The New York Times disclosed that the NSA has "directly" tapped the country's main communications systems without court-approved warrants.
The administration has secretly been tapping into a vast global database of confidential financial transactions, involving millions of records, under the pretext of terror combat.
Bush also tried to exploit the situation to make political gains by hammering unnamed critics he accused of having all but forgotten the 9/11 attacks, according to AFP.
Weighed down by the unpopular war in Iraq, Bush and his aides have tried to shift the national political debate from that conflict to the broader and more popular global war on terror ahead of November 7 congressional elections.
His remarks came a day after the White House orchestrated an exceptionally aggressive campaign to tar opposition Democrats as weak on terrorism, knowing what Democrats didn't: News of the plot could soon break.
Vice President Dick Cheney and White House spokesman Tony Snow had argued that Democrats wanted to raise what Snow called "a white flag in the war on terror."
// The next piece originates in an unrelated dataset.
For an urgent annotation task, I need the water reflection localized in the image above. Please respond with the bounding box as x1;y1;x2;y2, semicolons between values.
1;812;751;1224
But Bush aides on Thursday fought the notion that they had exploited their knowledge of the coming British raid to hit Democrats.
"The comments were purely and simply a reaction" to Democratic voters who "removed a pro-defense Senator and sent the message that the party would not tolerate candidates with such views," said Snow.
Three-term US Senator Joseph Lieberman has lost primaries in Connecticut to win the Democratic Party's Senate ticket to a political newcomer, a defeat blamed on his staunch support for the US-led invasion of Iraq and close ties to Bush.
The public relations offensive "was not done in anticipation. It was not said with the knowledge that this was coming," Snow argued.
He said Bush first learned in detail about the plot on Friday, and received two detailed briefings on it on Saturday and Sunday, as well as had two conversations about it with British Prime Minister Tony Blair.
But a senior White House official said that the British government had not launched its raid until well after Cheney held a highly unusual conference call with reporters to attack the Democrats as weak against terrorism.
Cheney had suggested that Democrats believe "that somehow we can retreat behind our oceans and not be actively engaged in this conflict and be safe here at home, which clearly we know we won't, we can't, be."
While some Democrats have opposed some steps in Bush's war on terrorism, and many more are calling for a withdrawal from Iraq, no major figures in the party have called for a wholesale retreat in the broader conflict.
But Bush's Republicans hoped the raid would yield political gains.
"I'd rather be talking about this than all of the other things that Congress hasn't done well," one Republican congressional aide told AFP on condition of anonymity because of possible reprisals.
Another White House official, who also spoke on condition of not being named, said that some Democratic candidates won't "look as appealing" under the circumstances.
"Weeks before September 11th, this is going to play big."